Hrinko: He kind of expressed some concerns how it was installed.

Stafford: The mural had been painted on interior brick that was exposed to the elements after an adjoining building was demolished. With interior brick, he said...

Hrinko: …You're not getting that much adhesion with your primer to help prevent any moisture building from the back in the paint from peeling, cracking as the years go on.

Stafford: The committee not only took his advice, but this summer tapped Hrinko, and local artists Kelley Booze and Nathan Conner, to help Columbus artist Jeremy Jarvis paint the Transformation Butterfly mural on the back of Springfield’s State Theater. When Jarvis contracted Covid, the locals were on their own. Here’s Hrinko.

Hrinko: I’d worked on large scale murals, but this was larger than I’ve really done myself.

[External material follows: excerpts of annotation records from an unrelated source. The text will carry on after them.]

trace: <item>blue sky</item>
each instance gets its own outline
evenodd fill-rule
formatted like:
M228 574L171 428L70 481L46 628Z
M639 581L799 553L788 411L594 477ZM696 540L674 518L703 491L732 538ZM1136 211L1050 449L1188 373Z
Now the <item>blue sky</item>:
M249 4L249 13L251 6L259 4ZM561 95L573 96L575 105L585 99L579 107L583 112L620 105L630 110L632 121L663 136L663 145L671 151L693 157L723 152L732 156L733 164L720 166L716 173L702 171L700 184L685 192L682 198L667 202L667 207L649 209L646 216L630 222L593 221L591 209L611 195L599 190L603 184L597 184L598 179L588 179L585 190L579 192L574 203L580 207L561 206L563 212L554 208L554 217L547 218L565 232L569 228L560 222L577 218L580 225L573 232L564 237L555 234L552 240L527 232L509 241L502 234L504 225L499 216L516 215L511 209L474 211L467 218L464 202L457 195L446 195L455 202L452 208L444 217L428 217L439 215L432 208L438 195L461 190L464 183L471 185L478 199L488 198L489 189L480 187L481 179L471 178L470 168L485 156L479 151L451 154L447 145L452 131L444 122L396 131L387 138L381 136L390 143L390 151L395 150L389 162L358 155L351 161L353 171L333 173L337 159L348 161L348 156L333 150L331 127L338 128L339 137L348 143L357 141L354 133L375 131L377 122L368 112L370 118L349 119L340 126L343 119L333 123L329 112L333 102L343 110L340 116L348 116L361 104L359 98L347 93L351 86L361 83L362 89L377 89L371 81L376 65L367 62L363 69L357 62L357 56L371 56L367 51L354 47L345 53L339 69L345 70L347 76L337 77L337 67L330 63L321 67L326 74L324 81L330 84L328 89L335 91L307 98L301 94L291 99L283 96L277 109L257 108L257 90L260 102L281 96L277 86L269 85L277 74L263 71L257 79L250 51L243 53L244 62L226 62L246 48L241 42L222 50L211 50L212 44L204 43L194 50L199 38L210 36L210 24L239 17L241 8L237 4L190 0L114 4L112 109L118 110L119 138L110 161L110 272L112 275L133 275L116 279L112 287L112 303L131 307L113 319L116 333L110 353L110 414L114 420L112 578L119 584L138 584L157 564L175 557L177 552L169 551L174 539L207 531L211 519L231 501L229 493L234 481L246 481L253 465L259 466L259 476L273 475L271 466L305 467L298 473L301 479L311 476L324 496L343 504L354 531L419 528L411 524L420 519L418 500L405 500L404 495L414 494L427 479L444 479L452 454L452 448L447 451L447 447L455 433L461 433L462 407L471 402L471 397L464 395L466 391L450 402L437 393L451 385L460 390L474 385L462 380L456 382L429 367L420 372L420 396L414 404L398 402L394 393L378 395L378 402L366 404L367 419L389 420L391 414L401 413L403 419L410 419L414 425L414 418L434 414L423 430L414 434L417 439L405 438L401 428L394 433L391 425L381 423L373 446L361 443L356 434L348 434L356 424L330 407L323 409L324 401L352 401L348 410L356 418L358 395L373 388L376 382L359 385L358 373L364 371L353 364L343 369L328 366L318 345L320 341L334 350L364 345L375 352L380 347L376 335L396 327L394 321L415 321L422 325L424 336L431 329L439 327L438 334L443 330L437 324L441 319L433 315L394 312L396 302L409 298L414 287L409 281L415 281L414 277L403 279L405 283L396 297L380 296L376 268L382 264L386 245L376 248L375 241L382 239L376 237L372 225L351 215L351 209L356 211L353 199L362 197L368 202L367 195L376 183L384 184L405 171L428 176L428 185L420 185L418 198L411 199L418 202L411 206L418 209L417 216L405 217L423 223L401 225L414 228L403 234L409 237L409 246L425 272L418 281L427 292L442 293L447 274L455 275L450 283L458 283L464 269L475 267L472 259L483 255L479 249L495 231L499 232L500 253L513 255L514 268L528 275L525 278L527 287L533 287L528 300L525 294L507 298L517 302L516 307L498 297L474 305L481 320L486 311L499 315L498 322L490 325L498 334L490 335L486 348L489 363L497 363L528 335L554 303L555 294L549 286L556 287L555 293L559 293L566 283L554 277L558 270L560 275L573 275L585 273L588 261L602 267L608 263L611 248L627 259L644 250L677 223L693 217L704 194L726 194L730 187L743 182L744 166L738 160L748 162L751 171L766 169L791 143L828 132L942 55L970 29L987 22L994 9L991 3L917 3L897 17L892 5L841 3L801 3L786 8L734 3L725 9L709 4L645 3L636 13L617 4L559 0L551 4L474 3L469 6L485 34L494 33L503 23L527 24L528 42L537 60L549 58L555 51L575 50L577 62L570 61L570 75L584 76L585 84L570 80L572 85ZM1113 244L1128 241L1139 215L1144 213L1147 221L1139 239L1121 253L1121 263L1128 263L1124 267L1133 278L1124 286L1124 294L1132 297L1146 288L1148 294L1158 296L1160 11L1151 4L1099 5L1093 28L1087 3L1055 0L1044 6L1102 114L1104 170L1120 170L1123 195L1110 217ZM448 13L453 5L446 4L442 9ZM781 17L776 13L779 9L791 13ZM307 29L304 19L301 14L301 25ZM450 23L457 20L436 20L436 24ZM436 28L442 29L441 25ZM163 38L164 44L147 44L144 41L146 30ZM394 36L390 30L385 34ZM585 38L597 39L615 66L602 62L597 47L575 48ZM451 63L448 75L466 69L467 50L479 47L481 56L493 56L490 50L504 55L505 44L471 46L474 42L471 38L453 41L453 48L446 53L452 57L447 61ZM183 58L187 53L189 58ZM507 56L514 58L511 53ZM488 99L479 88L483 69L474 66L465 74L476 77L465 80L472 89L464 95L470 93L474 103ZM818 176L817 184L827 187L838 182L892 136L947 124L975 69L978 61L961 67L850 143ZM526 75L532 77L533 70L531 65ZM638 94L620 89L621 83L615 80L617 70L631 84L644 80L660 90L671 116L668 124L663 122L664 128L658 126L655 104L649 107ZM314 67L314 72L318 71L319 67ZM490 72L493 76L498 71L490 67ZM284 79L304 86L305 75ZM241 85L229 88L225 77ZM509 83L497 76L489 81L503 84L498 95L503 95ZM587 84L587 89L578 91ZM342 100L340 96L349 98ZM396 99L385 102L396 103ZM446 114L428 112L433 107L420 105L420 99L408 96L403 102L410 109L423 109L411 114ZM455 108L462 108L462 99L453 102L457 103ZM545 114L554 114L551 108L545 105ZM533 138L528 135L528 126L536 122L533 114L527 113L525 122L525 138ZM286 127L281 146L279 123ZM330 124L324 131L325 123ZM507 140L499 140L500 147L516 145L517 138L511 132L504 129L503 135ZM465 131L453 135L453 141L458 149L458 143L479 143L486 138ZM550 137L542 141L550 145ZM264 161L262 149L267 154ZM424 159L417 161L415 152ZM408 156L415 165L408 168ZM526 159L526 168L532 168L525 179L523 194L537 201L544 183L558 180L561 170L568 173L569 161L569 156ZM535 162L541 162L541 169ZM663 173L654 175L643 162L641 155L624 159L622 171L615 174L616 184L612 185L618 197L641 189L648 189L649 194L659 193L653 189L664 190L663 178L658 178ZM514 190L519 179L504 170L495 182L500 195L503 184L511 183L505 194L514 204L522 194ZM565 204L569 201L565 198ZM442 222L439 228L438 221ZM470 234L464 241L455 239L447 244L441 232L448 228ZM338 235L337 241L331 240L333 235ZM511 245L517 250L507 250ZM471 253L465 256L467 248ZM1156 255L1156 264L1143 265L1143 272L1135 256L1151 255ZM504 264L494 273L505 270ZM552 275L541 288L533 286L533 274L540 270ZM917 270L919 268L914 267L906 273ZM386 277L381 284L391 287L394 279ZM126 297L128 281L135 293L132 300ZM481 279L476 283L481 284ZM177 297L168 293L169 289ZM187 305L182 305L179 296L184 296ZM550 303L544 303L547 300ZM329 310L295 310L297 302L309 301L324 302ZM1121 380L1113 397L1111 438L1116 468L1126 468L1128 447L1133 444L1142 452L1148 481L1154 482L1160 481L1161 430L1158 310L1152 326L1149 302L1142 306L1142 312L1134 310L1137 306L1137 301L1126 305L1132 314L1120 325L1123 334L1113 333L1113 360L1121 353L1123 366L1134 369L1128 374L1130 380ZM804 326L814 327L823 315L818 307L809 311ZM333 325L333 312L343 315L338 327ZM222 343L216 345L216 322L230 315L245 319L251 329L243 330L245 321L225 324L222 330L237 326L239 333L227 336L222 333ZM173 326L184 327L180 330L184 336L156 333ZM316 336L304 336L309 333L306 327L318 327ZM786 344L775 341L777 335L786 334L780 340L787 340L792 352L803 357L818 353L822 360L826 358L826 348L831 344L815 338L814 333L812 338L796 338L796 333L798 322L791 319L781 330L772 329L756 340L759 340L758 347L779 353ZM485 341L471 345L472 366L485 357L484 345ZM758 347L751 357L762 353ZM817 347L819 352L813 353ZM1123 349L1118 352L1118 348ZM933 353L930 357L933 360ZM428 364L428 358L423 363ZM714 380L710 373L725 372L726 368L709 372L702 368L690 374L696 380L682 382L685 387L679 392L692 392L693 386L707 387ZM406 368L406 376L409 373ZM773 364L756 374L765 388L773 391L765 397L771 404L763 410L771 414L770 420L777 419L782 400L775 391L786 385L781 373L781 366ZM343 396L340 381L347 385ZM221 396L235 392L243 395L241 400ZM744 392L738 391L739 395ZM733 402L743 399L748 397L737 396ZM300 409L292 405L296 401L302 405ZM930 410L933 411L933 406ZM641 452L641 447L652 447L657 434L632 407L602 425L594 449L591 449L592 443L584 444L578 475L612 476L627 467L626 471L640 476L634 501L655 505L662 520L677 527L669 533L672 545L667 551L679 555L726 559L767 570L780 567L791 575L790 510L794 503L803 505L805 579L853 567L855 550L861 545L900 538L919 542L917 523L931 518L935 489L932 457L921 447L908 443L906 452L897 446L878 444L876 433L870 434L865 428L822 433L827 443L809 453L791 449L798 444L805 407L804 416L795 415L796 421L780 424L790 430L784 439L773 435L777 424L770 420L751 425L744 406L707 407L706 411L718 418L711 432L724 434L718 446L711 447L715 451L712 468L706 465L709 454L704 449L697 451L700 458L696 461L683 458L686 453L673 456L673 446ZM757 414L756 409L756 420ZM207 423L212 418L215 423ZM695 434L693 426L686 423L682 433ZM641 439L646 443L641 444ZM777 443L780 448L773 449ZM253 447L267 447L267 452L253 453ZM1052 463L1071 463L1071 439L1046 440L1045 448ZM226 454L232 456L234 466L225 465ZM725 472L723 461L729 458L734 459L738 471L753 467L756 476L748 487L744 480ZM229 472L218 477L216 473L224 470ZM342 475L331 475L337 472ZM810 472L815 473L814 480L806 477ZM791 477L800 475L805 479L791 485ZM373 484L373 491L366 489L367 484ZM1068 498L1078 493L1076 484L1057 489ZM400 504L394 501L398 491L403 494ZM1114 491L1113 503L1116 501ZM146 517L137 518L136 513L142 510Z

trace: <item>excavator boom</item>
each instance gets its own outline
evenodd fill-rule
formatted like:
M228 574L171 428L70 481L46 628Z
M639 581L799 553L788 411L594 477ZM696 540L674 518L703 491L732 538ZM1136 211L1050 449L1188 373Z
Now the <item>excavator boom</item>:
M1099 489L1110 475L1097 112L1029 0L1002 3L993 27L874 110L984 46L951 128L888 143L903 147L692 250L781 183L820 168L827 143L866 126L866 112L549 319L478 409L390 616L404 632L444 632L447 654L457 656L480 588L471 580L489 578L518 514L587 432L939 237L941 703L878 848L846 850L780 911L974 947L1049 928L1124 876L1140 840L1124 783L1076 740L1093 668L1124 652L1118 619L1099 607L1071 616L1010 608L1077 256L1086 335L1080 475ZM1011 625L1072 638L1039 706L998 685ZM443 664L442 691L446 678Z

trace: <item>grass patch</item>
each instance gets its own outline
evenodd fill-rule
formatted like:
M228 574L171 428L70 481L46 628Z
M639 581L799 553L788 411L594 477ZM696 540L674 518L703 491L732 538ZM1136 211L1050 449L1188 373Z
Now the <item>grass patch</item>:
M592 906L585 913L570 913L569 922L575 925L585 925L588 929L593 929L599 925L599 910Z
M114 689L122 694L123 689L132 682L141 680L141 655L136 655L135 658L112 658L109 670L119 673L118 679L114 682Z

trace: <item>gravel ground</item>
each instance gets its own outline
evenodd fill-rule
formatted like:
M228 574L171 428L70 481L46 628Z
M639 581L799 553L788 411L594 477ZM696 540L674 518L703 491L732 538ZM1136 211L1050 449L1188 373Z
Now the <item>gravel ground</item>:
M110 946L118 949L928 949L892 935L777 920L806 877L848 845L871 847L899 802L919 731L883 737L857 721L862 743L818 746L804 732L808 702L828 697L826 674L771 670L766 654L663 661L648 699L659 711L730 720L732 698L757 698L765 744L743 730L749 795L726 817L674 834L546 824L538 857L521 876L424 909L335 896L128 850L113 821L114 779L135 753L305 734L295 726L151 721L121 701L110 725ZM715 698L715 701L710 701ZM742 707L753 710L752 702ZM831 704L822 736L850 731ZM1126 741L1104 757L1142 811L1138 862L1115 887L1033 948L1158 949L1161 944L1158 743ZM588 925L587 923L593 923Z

Stafford: Its successful completion – on time – left the artists and 30 volunteers feeling as tall as the 45-foot butterfly they created. An opportunity they had because the Public Art Committee existed. As Wojcik explains.

Wojcik: Project Harmony and ABC Disney were producing this program to be aired in December. They were trying to identify a project that would leave a permanent mark on the community. Some kind of mural was kind of an obvious thing to consider. And we happened to be willing and available and collaborate with the team.

Stafford: Murals backed by the committee, businesses and artists now celebrate a variety of Springfield successes: Entertainer John Legend is on the side of the State Theater. A block north is a flapper girl Springfield artist Cole Phillips painted for a 1927 life magazine cover. Another mural honors the city’s late, great vibraphonist Johnny Lytle. In it, the artist Shush incorporates metal bars from a vibraphone Lytle actually played.

Stafford: Those and other accomplishments crescendoed October 11, when a crowd gathered at Main and Limestone Streets to celebrate internationally known artist Gaia’s mural of Springfield Civil Rights icon Hattie Moseley. The mural also allowed assistants Hrinko and fine art photographer Shem Schutte to do what all the involved artists have done: re-envision their own futures.

Shem Schutte: To work with someone that’s so distinguished in his field but such a laid back, beautiful person. It just reall inspired me because a dream became a reality that was in grasp.

Stafford: The lesson here? That if artfully done, community development – so often associated with bricks, mortar and institutions -- can develop the talent and potential of the human beings who live there. And it can all start with a bike ride. In Springfield for WYSO news, I’m Tom Stafford.